Inventor(s): Holm; Per (Vanlose, DK)
Assignee: Veloxis Pharmaceuticals A/S (Horsholm, DK)
Application Number:10/569,862
Patent Claims: 1. A modified release oral dosage form comprising (a) particles comprising (i) a solid carrier and (ii) tacrolimus dispersed in a vehicle, and (b) a modifying release agent, wherein (i) the vehicle comprises polyethylene glycol having an average molecular weight of 1500 to 35000 and a poloxamer, and (ii) less than 20% w/w of the tacrolimus is released within 0.5 hours, when subjected to an in vitro dissolution test using USP Paddle method and using 0.1 N HCl as dissolution medium, and (iii) the particles have a geometric weight mean diameter d.sub.gw of from about 50 .mu.m to about 1000 .mu.m.

2. The modified release oral dosage form according to claim 1, wherein less than 20% w/w of the tacrolimus is released within 3 hours.

3. The modified release oral dosage form according to claim 1, wherein less than 10% w/w of the tacrolimus is released within 3 hours.

4. The modified release oral dosage form according to claim 1, wherein at least 50% w/w of the tacrolimus is released within 4 hours when subjected to an in vitro dissolution test using USP Paddle method and using 0.1 N HCl as dissolution medium during the first 2 hours and then using a dissolution medium having a pH of 6.8.

5. The modified release oral dosage form according to claim 1, wherein at least 50% w/w of the tacrolimus is released within 2.5 hours when subjected to an in vitro dissolution test using USP Paddle method and using 0.1 N HCl as dissolution medium during the first 2 hours and then using a dissolution medium having a pH of 6.8.

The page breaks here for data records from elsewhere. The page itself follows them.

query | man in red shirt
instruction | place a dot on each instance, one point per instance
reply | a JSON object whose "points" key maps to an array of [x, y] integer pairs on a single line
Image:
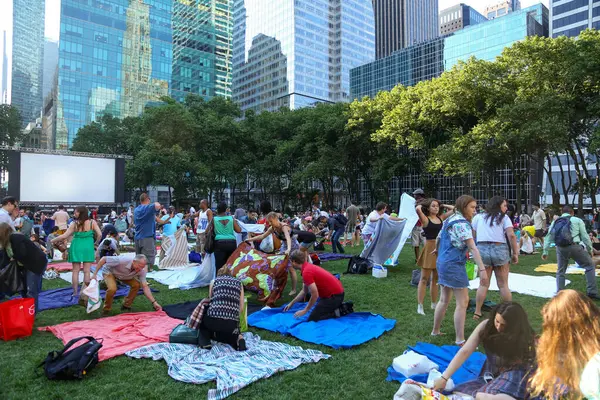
{"points": [[321, 285]]}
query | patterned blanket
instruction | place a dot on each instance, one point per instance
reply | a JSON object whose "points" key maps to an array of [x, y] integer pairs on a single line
{"points": [[233, 370], [264, 274]]}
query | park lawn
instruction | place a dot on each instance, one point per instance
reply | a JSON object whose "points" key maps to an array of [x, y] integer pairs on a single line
{"points": [[357, 373]]}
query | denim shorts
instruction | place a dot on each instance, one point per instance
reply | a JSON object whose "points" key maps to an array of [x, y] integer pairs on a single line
{"points": [[494, 254]]}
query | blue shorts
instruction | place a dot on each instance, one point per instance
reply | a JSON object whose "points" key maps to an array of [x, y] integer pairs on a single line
{"points": [[494, 254]]}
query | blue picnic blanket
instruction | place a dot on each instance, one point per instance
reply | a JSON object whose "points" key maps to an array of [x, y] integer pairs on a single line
{"points": [[59, 298], [442, 356], [345, 332]]}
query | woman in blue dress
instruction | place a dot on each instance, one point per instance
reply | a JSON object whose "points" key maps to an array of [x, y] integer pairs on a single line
{"points": [[454, 242]]}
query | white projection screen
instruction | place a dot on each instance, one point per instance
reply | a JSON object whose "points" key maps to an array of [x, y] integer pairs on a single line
{"points": [[49, 178]]}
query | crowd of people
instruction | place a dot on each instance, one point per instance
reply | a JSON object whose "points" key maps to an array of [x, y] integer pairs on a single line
{"points": [[563, 361]]}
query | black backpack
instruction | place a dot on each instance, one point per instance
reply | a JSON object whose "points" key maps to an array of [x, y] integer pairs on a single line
{"points": [[359, 265], [562, 231], [72, 364]]}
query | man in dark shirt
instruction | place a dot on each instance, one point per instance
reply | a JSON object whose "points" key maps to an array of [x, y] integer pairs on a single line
{"points": [[145, 228]]}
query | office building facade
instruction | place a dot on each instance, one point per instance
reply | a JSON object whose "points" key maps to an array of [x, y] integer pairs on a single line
{"points": [[4, 82], [295, 54], [50, 66], [457, 17], [119, 57], [484, 41], [27, 58], [428, 60], [501, 8], [570, 17], [403, 23]]}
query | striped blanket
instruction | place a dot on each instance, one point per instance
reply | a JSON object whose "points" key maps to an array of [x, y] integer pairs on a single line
{"points": [[233, 370]]}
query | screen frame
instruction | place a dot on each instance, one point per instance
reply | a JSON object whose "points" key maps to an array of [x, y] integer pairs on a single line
{"points": [[14, 178]]}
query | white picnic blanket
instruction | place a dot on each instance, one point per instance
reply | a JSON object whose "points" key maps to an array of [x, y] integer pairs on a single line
{"points": [[538, 286]]}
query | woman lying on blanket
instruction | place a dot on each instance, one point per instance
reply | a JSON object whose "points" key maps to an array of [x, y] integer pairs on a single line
{"points": [[509, 343], [289, 243]]}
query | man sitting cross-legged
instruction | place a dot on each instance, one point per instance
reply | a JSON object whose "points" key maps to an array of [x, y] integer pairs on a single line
{"points": [[129, 269], [321, 285]]}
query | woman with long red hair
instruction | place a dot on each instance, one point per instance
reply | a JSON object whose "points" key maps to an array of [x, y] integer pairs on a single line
{"points": [[568, 352]]}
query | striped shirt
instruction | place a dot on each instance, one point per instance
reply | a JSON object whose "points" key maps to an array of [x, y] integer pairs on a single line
{"points": [[225, 300]]}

6. The modified release oral dosage form according to claim 1, wherein less than 50 w/w % of the tacrolimus is released within 8 hours, when subjected to an in vitro dissolution test using USP Paddle method and an aqueous dissolution medium adjusted to pH 4.5 with 0.005% hydroxypropylcellulose.

7. The modified release oral dosage form according to claim 6, wherein less than 40 w/w % of the tacrolimus is released within 8 hours.

8. The modified release oral dosage form according to claim 1, which is designed to substantially avoid CYP3A4 metabolism in the gastrointestinal tract upon oral administration.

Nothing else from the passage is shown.